Card of the Moment #43
August 6th, 2010 by slangon

1962 Topps #206 Washington Senators Team Card

As most folks who are familiar with this blog are aware of I have a certain affinity for team cards. I always seem to have a little difficulty expressing why that is however. Sometimes I think it might be the democracy of them. I mean, you have a team with 25 guys on the roster. Let’s say that all 25 guys have their own baseball card. Obviously some of those guys cards are going to be more prized than other guys cards depending on how good that guy is. That’s just the nature of collecting baseball cards. With team cards though that never happens. The lowliest benchwarmer is on equal footing with the biggest of marquee superstars. Hell, on these older team cards the towel boy is on equal footing with the big guys.

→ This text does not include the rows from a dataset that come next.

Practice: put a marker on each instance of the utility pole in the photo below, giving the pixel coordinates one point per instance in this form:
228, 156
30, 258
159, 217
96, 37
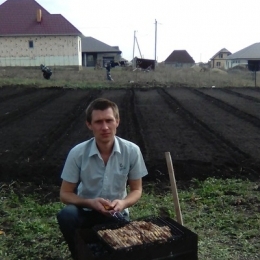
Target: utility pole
133, 61
155, 43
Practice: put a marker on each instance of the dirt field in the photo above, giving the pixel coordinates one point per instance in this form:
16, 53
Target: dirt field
209, 132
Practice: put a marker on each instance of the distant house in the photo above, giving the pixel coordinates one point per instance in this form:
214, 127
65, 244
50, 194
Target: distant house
30, 36
219, 59
179, 58
250, 54
96, 53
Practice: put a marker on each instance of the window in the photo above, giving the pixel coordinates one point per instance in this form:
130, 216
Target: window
30, 44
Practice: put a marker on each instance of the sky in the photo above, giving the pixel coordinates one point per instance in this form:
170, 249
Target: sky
201, 27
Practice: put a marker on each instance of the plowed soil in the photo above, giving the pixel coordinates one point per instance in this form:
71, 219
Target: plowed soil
209, 132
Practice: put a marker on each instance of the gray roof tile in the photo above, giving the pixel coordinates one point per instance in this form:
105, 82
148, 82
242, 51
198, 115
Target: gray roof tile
18, 17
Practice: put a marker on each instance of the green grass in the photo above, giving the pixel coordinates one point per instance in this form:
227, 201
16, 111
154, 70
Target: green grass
224, 213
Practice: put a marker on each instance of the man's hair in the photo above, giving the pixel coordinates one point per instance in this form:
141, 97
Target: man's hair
101, 104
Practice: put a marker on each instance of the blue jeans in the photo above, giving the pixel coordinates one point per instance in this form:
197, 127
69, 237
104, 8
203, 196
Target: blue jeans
71, 218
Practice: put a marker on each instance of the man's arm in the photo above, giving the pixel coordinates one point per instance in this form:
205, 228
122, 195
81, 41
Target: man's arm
68, 196
133, 196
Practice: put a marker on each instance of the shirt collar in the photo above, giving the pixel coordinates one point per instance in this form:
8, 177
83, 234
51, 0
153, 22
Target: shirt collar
94, 150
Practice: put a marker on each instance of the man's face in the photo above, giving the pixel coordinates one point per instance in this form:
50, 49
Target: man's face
103, 125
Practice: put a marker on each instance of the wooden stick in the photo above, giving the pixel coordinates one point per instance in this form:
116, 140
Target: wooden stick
174, 188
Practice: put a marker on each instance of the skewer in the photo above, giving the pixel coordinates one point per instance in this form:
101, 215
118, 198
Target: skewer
174, 188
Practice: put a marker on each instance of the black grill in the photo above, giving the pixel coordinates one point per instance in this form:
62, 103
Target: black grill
183, 245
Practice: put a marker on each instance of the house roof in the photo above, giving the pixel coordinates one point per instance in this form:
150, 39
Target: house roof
19, 17
90, 44
181, 56
250, 52
224, 50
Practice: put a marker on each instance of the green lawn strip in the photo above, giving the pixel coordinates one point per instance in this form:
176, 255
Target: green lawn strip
224, 214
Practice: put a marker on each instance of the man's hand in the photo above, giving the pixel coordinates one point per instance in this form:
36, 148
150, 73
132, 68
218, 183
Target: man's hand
118, 205
102, 205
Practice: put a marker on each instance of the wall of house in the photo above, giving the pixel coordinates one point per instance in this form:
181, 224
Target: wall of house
48, 50
178, 65
221, 60
238, 62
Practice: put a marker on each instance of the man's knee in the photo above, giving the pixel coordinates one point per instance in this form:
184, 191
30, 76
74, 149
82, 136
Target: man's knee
68, 213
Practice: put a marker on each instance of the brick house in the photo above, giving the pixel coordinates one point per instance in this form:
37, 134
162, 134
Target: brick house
219, 59
30, 36
179, 59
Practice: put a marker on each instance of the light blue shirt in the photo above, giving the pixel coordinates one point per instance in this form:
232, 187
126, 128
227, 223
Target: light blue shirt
85, 165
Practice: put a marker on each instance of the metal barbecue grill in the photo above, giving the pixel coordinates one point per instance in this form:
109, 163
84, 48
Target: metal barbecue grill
183, 245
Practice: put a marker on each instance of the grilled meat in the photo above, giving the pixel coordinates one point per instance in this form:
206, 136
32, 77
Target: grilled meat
135, 233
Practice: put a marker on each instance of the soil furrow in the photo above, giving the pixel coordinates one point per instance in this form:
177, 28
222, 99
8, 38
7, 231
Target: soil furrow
228, 129
6, 94
232, 104
20, 107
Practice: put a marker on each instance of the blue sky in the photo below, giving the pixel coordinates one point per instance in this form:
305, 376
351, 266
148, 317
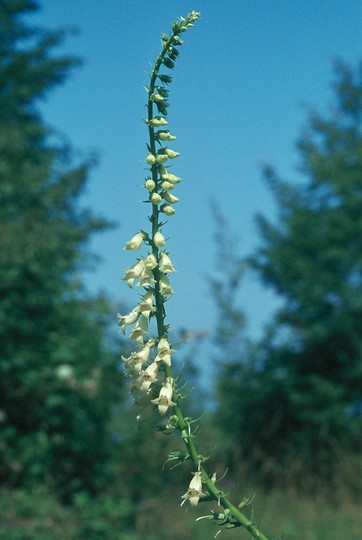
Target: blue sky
238, 99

Unfortunately for the Washington Senators, that doesn’t become much of an issue. Pretty much every guy on this team was on equal footing just because they were all pretty bad. Of their starting 8 position players, only 1 guy was hitting over .300 and that was a 38 left fielder who only played in 110 games that year. Even with hitting .313 on the year, Gene Woodling only drove in 57 runs. The next best average was the catcher, Gene Green, who managed a respectable .280. Like the other Gene though, he only played in 110 games. All their other starters were hitting .260 or lower.

Pitching was not much better. Their “ace” was a feller by the name of Bennie Daniels who went 12-10 that year. Considering the team only won 61 games in total, that’s actually pretty good. That’s almost 20% of their wins. Interestingly, he had some good numbers against some pretty good hitters. He seemed to be pretty effective against Luis Aparicio (.091), Harmon Killebrew (,175), Boog Powell (.200), Moose Skowron (.107) and Yogi Berra (.259).

I’m not sure if most people know this, but the particular incarnation of the Washington Senators that are depicted on this card are actually the second go round for the Senators name. The original Washington Senators moved out of D.C. ¬†after the 1960 season and became the Minnesota Twins. Being that this card represents the first year or two of an expansion team, I’m not too surprised that they’re lacking in the star player department.